Es fundamental comenzar desde chicos a inculcarles el hábito, incluso antes de que les salga su primer diente. A partir de esto, la Dra. Lucía Benítez (MN 31.796), brinda algunos trucos para que lavarse los dientes sea un momento divertido y amigable.
1.- Involucrarlos en la elección del cepillo: existen diferentes cepillos para todas las etapas de la niñez, con diferentes características, desde sus personajes favoritos hasta con luces ”láser“ para indicar el tiempo correcto de cepillado. Siempre y cuando el elegido esté diseñado para la edad adecuada y para que quepa correctamente en su boca, dejarlos decidir a ellos es una buena alternativa. Si les gusta, tendrán más ganas de usarlo.
2.- Utilizar una pasta dental con sabor agradable: la mayoría de las pastas dentales habituales pueden ser consideradas muy fuertes o desagradables por los niños. Para evitarlo, usar sabores que sean agradables para el paladar de ellos y en pequeñas cantidades.
3.- El espacio del cepillado: armar un lugar especial en el baño donde estén todos los materiales para lavarse los dientes. Por ejemplo, contar con un recipiente especial para guardar el cepillo y pasta o contar con una escalera para que alcancen a lavarse los dientes.
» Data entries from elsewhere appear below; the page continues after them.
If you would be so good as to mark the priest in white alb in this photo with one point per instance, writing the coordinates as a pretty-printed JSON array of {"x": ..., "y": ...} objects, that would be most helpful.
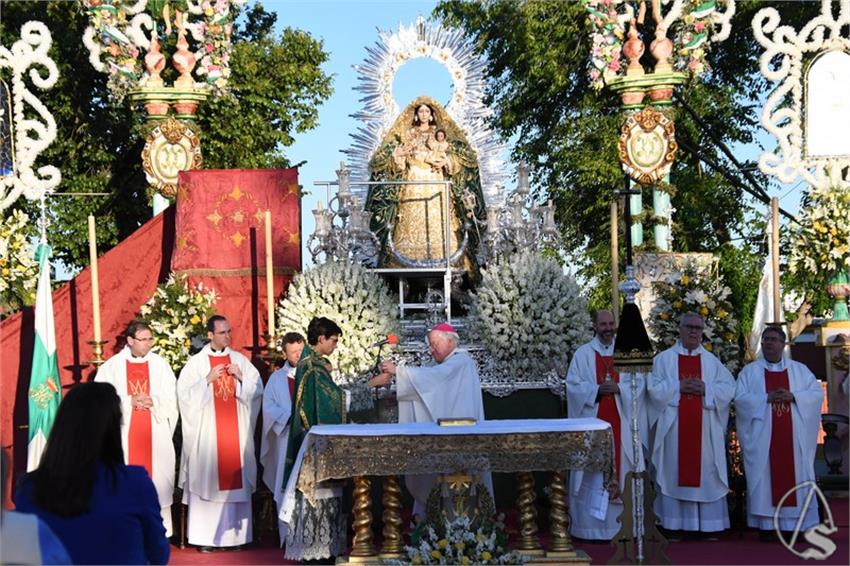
[
  {"x": 689, "y": 395},
  {"x": 148, "y": 391},
  {"x": 595, "y": 389},
  {"x": 777, "y": 411},
  {"x": 220, "y": 395},
  {"x": 277, "y": 409},
  {"x": 450, "y": 389}
]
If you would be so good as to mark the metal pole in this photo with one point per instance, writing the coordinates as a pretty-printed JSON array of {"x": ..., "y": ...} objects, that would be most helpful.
[{"x": 774, "y": 252}]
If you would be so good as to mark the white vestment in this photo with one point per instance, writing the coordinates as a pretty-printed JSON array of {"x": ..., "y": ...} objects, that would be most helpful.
[
  {"x": 164, "y": 414},
  {"x": 678, "y": 507},
  {"x": 754, "y": 423},
  {"x": 581, "y": 402},
  {"x": 277, "y": 408},
  {"x": 451, "y": 389},
  {"x": 217, "y": 517}
]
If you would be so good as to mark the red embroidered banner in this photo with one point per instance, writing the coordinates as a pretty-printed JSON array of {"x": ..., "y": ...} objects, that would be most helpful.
[
  {"x": 229, "y": 451},
  {"x": 220, "y": 241},
  {"x": 781, "y": 454},
  {"x": 607, "y": 405},
  {"x": 140, "y": 440},
  {"x": 690, "y": 425}
]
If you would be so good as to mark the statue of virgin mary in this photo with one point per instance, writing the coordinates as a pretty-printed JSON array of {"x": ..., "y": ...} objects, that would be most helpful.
[{"x": 424, "y": 144}]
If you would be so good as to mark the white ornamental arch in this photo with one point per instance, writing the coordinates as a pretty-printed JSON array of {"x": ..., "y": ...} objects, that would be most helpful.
[
  {"x": 376, "y": 74},
  {"x": 784, "y": 61}
]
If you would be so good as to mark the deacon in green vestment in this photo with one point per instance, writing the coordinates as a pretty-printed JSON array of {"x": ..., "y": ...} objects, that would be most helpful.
[{"x": 316, "y": 532}]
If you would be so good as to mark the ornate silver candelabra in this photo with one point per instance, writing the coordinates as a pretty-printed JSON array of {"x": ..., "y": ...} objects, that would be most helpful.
[
  {"x": 517, "y": 224},
  {"x": 342, "y": 229}
]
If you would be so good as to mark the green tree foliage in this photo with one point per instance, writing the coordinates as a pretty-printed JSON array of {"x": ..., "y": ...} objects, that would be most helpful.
[
  {"x": 537, "y": 54},
  {"x": 277, "y": 84}
]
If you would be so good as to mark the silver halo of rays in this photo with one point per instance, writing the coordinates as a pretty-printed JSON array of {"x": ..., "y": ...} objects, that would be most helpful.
[{"x": 376, "y": 74}]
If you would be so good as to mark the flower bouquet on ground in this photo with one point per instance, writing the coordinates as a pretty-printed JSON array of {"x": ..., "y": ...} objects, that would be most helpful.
[
  {"x": 691, "y": 291},
  {"x": 455, "y": 542},
  {"x": 529, "y": 314},
  {"x": 177, "y": 314}
]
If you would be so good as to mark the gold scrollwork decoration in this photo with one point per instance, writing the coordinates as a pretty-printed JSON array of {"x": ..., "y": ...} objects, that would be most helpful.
[
  {"x": 171, "y": 147},
  {"x": 647, "y": 146}
]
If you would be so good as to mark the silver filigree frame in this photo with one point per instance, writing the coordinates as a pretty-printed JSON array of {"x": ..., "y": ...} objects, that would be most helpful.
[
  {"x": 376, "y": 74},
  {"x": 783, "y": 62}
]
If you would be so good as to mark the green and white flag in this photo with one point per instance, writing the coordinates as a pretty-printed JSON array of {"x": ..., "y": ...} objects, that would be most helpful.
[{"x": 44, "y": 393}]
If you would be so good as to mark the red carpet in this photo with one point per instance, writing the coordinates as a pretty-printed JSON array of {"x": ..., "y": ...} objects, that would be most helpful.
[{"x": 732, "y": 548}]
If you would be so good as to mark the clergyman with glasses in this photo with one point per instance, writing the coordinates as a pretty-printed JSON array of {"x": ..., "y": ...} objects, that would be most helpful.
[
  {"x": 689, "y": 395},
  {"x": 148, "y": 391}
]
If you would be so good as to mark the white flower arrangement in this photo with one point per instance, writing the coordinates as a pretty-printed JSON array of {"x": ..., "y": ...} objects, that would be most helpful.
[
  {"x": 689, "y": 291},
  {"x": 354, "y": 298},
  {"x": 530, "y": 316},
  {"x": 18, "y": 267},
  {"x": 820, "y": 243},
  {"x": 454, "y": 542},
  {"x": 177, "y": 314}
]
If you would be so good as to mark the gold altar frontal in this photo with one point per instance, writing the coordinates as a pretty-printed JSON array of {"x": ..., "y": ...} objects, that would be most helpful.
[{"x": 522, "y": 446}]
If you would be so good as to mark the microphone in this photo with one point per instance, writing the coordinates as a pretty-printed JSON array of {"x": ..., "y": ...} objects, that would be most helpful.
[{"x": 391, "y": 339}]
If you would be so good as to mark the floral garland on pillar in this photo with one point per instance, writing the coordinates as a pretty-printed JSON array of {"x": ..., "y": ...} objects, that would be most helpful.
[
  {"x": 688, "y": 291},
  {"x": 118, "y": 39}
]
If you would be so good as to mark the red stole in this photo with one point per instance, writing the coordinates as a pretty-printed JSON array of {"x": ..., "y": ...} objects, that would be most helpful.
[
  {"x": 690, "y": 425},
  {"x": 607, "y": 405},
  {"x": 228, "y": 450},
  {"x": 782, "y": 472},
  {"x": 139, "y": 438}
]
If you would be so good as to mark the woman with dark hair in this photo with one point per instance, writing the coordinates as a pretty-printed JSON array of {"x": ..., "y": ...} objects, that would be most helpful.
[{"x": 104, "y": 511}]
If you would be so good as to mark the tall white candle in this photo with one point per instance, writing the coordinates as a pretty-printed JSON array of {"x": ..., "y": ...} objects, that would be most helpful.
[{"x": 95, "y": 285}]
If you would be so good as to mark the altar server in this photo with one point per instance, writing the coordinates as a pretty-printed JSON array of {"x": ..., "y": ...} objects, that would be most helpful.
[
  {"x": 148, "y": 391},
  {"x": 778, "y": 402},
  {"x": 220, "y": 394},
  {"x": 594, "y": 389},
  {"x": 450, "y": 389},
  {"x": 690, "y": 392},
  {"x": 277, "y": 410}
]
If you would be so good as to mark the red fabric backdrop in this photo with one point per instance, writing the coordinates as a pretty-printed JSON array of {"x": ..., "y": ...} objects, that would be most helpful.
[{"x": 186, "y": 238}]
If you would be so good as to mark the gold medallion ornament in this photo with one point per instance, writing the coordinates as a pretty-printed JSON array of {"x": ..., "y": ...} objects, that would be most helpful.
[
  {"x": 170, "y": 148},
  {"x": 647, "y": 146}
]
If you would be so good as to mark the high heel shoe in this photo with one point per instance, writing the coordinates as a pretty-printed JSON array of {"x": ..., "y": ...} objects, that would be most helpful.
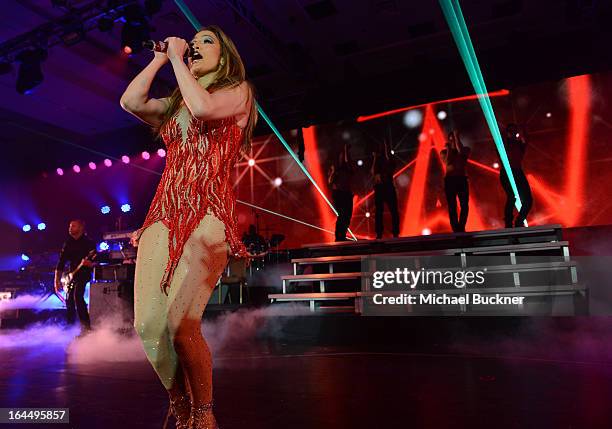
[
  {"x": 202, "y": 417},
  {"x": 180, "y": 407}
]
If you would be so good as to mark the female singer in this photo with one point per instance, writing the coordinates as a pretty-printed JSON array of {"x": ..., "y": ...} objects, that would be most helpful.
[{"x": 191, "y": 224}]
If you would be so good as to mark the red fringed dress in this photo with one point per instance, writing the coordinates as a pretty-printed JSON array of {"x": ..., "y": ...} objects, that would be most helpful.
[{"x": 195, "y": 181}]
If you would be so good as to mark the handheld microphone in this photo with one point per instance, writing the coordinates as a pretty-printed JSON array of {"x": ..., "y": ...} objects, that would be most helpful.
[{"x": 157, "y": 46}]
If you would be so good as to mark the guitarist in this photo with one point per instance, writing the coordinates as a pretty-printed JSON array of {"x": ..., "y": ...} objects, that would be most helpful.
[{"x": 75, "y": 250}]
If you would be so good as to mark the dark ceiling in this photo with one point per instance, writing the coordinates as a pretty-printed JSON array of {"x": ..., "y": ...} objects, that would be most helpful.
[{"x": 312, "y": 61}]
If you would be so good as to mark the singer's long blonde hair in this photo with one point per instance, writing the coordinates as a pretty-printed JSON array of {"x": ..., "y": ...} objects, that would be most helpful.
[{"x": 231, "y": 73}]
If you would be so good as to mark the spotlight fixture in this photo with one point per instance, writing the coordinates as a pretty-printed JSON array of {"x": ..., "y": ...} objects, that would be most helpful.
[
  {"x": 413, "y": 118},
  {"x": 5, "y": 67},
  {"x": 30, "y": 72},
  {"x": 153, "y": 6},
  {"x": 105, "y": 24}
]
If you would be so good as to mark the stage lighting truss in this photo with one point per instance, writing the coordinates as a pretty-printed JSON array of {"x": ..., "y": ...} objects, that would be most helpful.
[{"x": 29, "y": 49}]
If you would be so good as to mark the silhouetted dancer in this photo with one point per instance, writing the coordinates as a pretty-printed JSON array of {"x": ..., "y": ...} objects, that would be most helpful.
[
  {"x": 455, "y": 156},
  {"x": 340, "y": 180}
]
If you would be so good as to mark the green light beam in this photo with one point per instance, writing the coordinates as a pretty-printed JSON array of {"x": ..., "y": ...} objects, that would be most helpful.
[
  {"x": 196, "y": 24},
  {"x": 456, "y": 22}
]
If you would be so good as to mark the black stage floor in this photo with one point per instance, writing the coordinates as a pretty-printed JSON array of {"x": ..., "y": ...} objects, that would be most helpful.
[{"x": 408, "y": 373}]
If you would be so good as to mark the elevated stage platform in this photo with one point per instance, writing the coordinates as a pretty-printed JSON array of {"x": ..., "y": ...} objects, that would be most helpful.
[{"x": 532, "y": 262}]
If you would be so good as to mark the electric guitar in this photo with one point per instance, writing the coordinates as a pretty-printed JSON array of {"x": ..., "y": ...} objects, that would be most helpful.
[{"x": 67, "y": 279}]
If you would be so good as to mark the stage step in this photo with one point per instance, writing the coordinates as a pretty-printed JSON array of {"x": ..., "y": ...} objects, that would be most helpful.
[
  {"x": 516, "y": 269},
  {"x": 505, "y": 236},
  {"x": 313, "y": 298},
  {"x": 321, "y": 278},
  {"x": 562, "y": 246},
  {"x": 517, "y": 272}
]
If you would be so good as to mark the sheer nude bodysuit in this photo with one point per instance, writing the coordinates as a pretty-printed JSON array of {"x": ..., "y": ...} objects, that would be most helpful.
[{"x": 183, "y": 248}]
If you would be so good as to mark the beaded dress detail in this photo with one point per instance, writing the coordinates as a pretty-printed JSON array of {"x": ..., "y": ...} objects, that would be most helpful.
[{"x": 196, "y": 181}]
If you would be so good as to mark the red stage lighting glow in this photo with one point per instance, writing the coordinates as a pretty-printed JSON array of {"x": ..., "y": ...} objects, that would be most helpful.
[
  {"x": 579, "y": 103},
  {"x": 311, "y": 159}
]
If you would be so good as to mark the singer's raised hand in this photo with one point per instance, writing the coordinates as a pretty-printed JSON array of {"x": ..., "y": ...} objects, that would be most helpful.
[
  {"x": 176, "y": 48},
  {"x": 160, "y": 57}
]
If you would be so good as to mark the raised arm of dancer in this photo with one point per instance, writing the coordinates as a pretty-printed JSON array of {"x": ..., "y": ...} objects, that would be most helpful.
[
  {"x": 203, "y": 105},
  {"x": 135, "y": 99}
]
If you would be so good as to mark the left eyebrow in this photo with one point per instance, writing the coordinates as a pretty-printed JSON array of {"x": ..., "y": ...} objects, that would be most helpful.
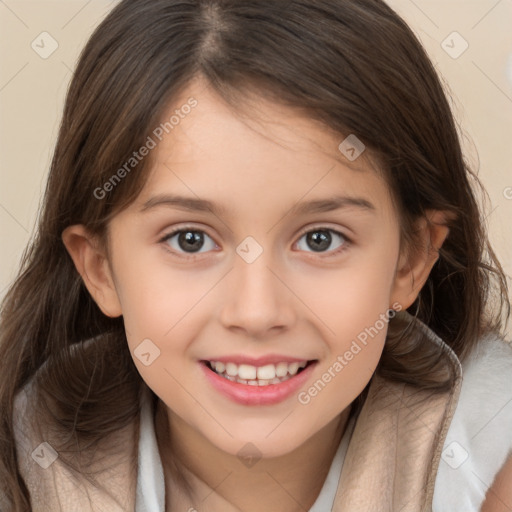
[
  {"x": 315, "y": 206},
  {"x": 332, "y": 203}
]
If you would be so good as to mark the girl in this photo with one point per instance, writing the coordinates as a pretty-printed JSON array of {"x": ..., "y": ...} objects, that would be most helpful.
[{"x": 258, "y": 278}]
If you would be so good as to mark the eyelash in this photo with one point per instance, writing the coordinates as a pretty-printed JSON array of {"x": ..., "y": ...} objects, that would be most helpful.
[{"x": 194, "y": 256}]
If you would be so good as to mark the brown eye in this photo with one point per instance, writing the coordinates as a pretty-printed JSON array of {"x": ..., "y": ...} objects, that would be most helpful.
[
  {"x": 322, "y": 240},
  {"x": 189, "y": 241}
]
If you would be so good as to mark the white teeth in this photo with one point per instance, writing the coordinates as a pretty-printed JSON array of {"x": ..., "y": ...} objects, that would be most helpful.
[
  {"x": 232, "y": 369},
  {"x": 246, "y": 371},
  {"x": 267, "y": 372},
  {"x": 257, "y": 376},
  {"x": 293, "y": 368},
  {"x": 281, "y": 369}
]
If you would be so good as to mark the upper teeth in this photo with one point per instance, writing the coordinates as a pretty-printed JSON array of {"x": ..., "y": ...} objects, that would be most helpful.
[{"x": 249, "y": 372}]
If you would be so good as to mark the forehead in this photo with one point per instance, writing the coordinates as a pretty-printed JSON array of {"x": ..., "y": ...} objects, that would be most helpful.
[{"x": 265, "y": 152}]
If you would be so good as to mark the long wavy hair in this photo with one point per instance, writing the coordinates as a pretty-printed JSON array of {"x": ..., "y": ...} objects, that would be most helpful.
[{"x": 355, "y": 66}]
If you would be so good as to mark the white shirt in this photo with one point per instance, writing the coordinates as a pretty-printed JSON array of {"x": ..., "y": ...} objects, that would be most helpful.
[
  {"x": 150, "y": 478},
  {"x": 477, "y": 444}
]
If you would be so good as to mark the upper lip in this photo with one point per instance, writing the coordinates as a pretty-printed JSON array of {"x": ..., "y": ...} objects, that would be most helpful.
[{"x": 257, "y": 361}]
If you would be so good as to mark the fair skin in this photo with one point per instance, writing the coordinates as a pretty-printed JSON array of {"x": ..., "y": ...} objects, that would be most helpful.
[{"x": 291, "y": 300}]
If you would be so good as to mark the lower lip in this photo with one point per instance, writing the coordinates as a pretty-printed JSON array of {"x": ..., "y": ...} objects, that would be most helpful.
[{"x": 258, "y": 395}]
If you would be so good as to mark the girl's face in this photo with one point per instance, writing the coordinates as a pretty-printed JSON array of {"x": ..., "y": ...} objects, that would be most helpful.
[{"x": 255, "y": 244}]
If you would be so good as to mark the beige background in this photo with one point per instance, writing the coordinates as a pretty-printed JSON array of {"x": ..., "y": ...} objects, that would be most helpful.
[{"x": 32, "y": 92}]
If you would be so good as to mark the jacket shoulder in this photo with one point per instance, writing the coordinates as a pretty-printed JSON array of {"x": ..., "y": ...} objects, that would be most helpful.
[{"x": 480, "y": 434}]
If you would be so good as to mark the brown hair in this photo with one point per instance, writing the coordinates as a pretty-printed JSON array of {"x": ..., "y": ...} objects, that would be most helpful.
[{"x": 353, "y": 65}]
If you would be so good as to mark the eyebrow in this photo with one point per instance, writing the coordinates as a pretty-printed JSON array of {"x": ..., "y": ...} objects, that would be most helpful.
[{"x": 301, "y": 208}]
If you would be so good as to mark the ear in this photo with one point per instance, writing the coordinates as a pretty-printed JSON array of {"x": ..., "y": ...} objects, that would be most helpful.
[
  {"x": 414, "y": 265},
  {"x": 93, "y": 265}
]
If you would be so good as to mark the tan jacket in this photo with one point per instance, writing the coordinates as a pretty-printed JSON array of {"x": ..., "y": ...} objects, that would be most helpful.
[{"x": 390, "y": 465}]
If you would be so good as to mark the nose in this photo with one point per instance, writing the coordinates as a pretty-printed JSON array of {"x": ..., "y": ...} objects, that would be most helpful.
[{"x": 257, "y": 300}]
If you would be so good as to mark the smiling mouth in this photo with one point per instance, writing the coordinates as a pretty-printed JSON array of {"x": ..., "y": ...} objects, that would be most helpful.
[{"x": 257, "y": 376}]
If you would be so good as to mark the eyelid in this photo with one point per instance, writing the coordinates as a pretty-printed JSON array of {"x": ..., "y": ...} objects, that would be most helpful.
[{"x": 310, "y": 229}]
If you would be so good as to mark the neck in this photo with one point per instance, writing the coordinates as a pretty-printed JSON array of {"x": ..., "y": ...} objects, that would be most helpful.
[{"x": 199, "y": 475}]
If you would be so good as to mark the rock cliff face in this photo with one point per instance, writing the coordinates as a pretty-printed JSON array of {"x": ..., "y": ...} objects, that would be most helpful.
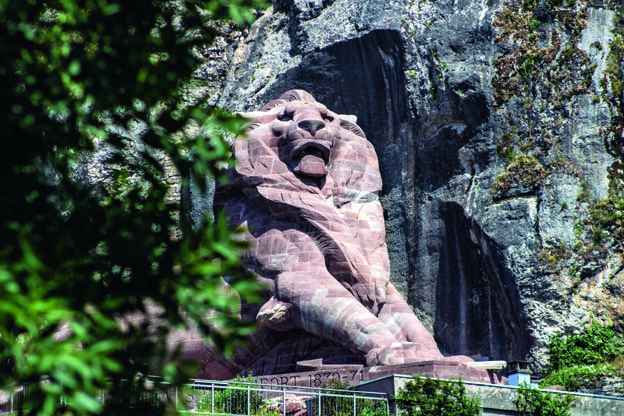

4.- Utilizar kits portátiles divertidos: una de las formas para que los chicos adquieran el hábito, es dándoles un kit divertido para que pueden llevar en sus mochilas al colegio e inculcarles la importancia que tiene el cuidado dental.
5.- Tabla de recompensas: no hay nada que les guste más a los niños que recibir premios por su buen comportamiento. Por eso, una tabla de recompensas por cepillarse los dientes puede ser una buena opción.
6.- Ser el ejemplo: a los niños más pequeños les encanta copiar muchas de las cosas que hacen sus padres. Una buena opción es realizar el cepillado junto a ellos para que puedan ver cómo lo hacen e intenten copiarlos. Esto lo ayudará a familiarizarse con el proceso.
El cepillado correcto es la base para una buena salud oral, el aliento fresco y una sonrisa agradable. Por eso, es importante inculcar el hábito a los niños desde bien pequeños, generando una rutina diaria y divertida.
Cepillarse los dientes es una de las actividades diarias más importantes. El cuidado dental es un hábito que se aprende desde la infancia y que perdurará durante toda la vida. Es por eso que es fundamental comenzar a inculcarles el hábito de cepillarse desde pequeños.